NaNtastic
NaNtastic

Reputation: 57

How do I write an if-statement that excludes users depending on groups?

So in Ubuntu, a program has to start on the start of a shell, if the user who is logged in is in a certain group. Using an if-statement in the /etc/bash.bashrc is what we are trying right now, but we dont know how to form a valid if-statement for this situation.

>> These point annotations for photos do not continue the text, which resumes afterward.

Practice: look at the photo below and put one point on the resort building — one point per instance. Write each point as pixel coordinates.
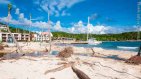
(6, 37)
(42, 36)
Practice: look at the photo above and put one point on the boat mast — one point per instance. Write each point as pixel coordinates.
(88, 28)
(138, 19)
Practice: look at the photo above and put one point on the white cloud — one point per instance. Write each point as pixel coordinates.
(79, 27)
(57, 7)
(58, 26)
(21, 16)
(17, 11)
(4, 2)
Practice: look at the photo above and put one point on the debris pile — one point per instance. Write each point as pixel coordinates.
(67, 52)
(134, 60)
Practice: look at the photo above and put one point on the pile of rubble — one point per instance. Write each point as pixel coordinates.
(67, 52)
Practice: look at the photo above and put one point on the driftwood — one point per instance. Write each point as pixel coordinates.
(93, 51)
(67, 52)
(60, 68)
(135, 59)
(79, 73)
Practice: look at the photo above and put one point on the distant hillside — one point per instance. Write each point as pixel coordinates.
(101, 37)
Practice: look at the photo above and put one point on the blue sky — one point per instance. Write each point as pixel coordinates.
(106, 16)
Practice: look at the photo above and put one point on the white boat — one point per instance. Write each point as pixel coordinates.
(93, 42)
(126, 47)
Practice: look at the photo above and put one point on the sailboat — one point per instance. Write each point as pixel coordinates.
(91, 41)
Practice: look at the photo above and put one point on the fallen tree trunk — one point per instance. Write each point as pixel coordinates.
(79, 73)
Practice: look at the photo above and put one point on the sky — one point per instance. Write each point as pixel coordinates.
(106, 16)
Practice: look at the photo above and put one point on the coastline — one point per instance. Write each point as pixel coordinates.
(103, 60)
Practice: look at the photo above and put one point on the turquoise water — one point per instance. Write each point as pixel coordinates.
(114, 45)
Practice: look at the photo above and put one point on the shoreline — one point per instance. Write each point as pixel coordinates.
(103, 60)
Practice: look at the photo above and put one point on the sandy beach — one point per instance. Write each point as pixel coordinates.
(105, 64)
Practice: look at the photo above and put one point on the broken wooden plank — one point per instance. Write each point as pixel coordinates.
(79, 73)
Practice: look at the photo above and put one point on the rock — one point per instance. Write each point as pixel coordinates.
(134, 60)
(67, 52)
(1, 47)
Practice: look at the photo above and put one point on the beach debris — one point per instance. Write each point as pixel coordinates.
(134, 60)
(80, 74)
(93, 51)
(139, 52)
(1, 47)
(65, 65)
(67, 52)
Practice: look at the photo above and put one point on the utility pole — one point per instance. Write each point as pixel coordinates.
(49, 31)
(8, 18)
(88, 28)
(138, 19)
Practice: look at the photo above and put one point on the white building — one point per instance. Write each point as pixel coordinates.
(5, 37)
(43, 36)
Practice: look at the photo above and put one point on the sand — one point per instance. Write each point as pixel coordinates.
(107, 64)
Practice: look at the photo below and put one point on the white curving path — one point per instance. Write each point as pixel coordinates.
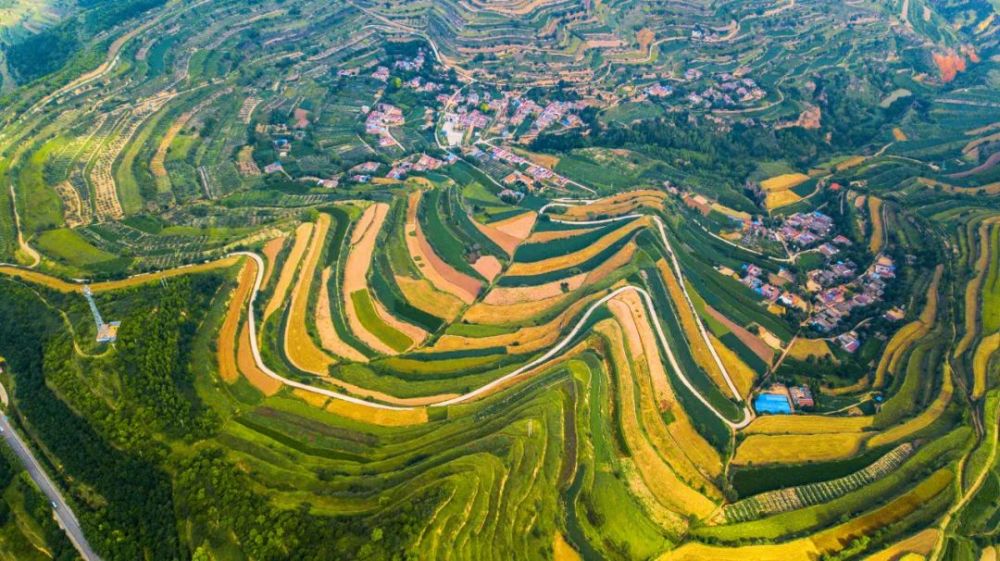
(561, 345)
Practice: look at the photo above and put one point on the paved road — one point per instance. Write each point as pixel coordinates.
(63, 513)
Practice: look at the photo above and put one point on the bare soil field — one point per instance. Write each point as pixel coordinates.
(226, 351)
(302, 234)
(300, 348)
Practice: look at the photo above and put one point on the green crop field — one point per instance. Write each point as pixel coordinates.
(442, 279)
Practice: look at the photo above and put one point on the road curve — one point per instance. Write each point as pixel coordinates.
(64, 515)
(559, 346)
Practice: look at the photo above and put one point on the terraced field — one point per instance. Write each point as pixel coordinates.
(506, 279)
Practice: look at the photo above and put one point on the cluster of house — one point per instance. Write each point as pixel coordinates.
(801, 396)
(422, 163)
(754, 278)
(834, 303)
(526, 172)
(805, 229)
(379, 120)
(362, 173)
(659, 90)
(411, 64)
(727, 91)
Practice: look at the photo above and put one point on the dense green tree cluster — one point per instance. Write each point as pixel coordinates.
(50, 50)
(218, 498)
(155, 344)
(129, 514)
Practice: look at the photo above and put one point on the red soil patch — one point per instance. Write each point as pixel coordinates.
(949, 65)
(488, 266)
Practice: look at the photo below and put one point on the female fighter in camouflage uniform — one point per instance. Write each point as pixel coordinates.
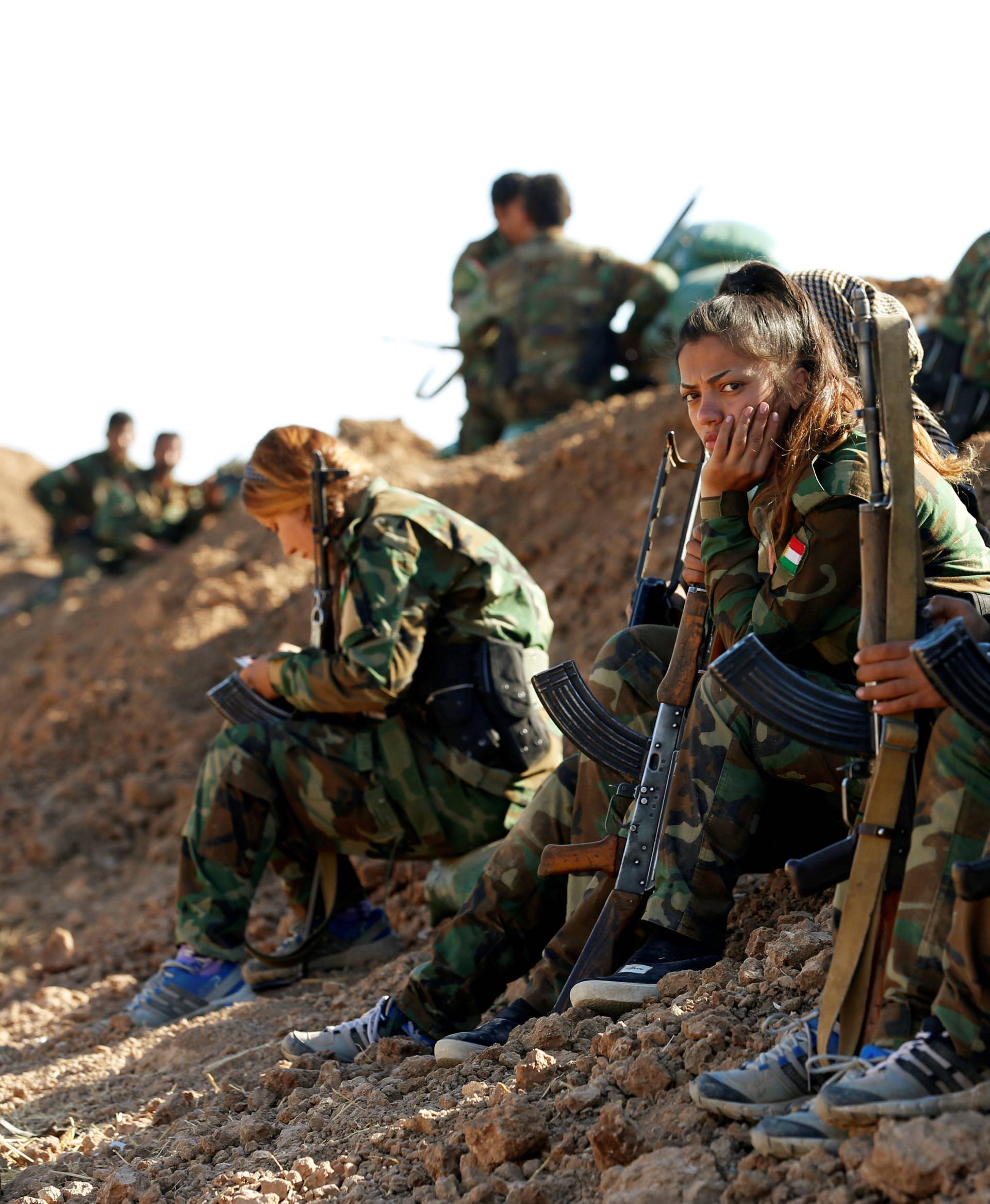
(765, 341)
(403, 742)
(930, 1049)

if [ group == familie ]; then
*the program that has to be started*
fi

this is our statement so far..

Upvotes: 0

Views: 39

Answers (2)

rul
rul

Reputation: 824

There are lots of ways to do this. For example, you could directly parse the /etc/group file with grep, cut and tr:

grep -E ^$GROUPNAME: /etc/group | cut -d: -f4 | tr , "\n" | grep -E ^$USERNAME$ | wc -l

If the output of the previous command is non-zero, then the user is in the group. Obviously you'll need to replace $GROUPNAME and $USERNAME with your input.

Upvotes: 1

choroba
choroba

Reputation: 241998

I would probably use id, as its output is easier to parse then groups, which might contain spaces (e.g. in cygwin):

if [[ $(/usr/bin/id) == *groups*[,=]'20(games)'* ]] ; then
    echo yes
else
    echo no
fi

Use your group id and name instead of 20 and games.

It might be more secure, though, to let the system do the hard work. Just create a script that contains the code to start the desired programme, and make that script runnable only for the group; then just run the script.